Since then Dale has acted in three Walt Disney films (Pete's Dragon, Hot Lead and Cold Feet and Unidentified Flying Oddball). He and his wife separated in 1977, and the following year Jim left London for Manhattan. Though not yet divorced, Dale has a new love, Julie Schafler, 32, owner of an expensive Manhattan boutique. They live in separate apartments but share midnight dinners. "During curtain calls I am always thinking, 'I'll be with Julie in 20 minutes,' " Dale says. In spare moments they shop for antiques or puppets and clowns for Jim's collection.
Dale envisions a future doing films "for bread" and theater "for love." After his one-year contract with Barnum expires, he hopes to find another play that "allows me to give people something more exciting than this humdrum existence. I want to show them a rainbow."

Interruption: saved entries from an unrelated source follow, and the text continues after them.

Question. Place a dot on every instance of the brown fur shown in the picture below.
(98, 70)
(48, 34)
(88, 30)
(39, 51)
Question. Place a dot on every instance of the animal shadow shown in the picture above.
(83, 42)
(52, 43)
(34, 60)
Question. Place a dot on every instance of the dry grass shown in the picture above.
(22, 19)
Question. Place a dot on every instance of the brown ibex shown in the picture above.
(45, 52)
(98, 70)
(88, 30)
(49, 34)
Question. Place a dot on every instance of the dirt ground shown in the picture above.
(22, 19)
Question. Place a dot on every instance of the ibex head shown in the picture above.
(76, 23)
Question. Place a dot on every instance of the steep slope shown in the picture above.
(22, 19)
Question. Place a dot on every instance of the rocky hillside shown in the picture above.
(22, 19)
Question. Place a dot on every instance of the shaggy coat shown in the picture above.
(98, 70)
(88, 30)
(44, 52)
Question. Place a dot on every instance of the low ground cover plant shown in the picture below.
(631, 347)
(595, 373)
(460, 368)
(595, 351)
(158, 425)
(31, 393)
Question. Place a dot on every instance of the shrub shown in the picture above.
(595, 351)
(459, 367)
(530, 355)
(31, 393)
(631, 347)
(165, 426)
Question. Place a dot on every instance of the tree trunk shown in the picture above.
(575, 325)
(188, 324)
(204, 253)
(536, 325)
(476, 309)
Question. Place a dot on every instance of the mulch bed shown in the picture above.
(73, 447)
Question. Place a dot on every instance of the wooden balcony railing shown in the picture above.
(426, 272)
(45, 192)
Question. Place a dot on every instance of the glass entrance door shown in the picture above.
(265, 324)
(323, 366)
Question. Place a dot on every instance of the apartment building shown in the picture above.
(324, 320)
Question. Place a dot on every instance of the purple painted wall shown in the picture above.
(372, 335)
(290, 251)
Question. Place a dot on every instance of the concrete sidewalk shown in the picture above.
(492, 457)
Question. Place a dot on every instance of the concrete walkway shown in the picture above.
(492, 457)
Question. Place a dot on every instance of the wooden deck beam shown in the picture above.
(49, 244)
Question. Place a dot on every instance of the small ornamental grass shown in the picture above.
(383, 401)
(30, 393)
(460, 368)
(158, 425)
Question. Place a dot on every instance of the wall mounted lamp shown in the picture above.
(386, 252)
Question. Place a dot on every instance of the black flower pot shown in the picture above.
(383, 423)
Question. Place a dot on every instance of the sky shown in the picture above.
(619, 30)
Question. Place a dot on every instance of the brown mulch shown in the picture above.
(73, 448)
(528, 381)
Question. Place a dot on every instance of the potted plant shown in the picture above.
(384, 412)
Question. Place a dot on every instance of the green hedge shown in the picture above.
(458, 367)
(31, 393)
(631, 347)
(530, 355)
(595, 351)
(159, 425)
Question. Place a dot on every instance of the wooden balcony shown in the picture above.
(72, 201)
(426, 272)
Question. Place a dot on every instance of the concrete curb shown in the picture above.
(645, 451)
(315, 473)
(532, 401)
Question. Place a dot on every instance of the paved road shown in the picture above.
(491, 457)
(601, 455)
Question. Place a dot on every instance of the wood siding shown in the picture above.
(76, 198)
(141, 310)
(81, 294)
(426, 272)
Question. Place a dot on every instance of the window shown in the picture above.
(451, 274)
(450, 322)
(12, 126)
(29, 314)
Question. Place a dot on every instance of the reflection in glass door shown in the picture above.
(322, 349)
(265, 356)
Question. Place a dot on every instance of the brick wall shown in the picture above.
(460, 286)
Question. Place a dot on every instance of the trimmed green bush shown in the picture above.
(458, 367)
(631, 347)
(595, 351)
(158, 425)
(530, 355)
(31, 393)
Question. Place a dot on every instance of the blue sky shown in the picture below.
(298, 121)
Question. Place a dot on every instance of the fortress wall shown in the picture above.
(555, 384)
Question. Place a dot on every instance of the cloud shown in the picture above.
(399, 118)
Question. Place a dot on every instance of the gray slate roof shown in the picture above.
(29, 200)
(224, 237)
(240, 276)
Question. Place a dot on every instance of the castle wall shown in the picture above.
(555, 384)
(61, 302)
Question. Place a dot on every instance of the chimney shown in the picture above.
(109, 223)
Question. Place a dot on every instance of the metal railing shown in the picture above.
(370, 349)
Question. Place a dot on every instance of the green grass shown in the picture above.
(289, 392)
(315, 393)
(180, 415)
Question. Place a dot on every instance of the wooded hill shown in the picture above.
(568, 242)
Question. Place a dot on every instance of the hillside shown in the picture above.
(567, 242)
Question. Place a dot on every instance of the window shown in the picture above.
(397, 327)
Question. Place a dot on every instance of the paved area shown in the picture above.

Don't wish actor Jim Dale the traditional "Break a leg." In his last hit, he cracked a rib in three places and fractured his heel. Now, as the star of Barnum on Broadway, Dale has a chance to ruin himself good. He is catapulted into the spotlights by a trampoline early in the first act and later walks the length of the St. James Theater stage on a tightwire. "The nights old P.T. is not very pleased," Dale says, "he kicks the rope from under me." Jim falls about once a week and even toppled twice one evening. No matter. His showmanship could not be more surefooted, and last week the 44-year-old British actor won a Tony for best performance in a musical.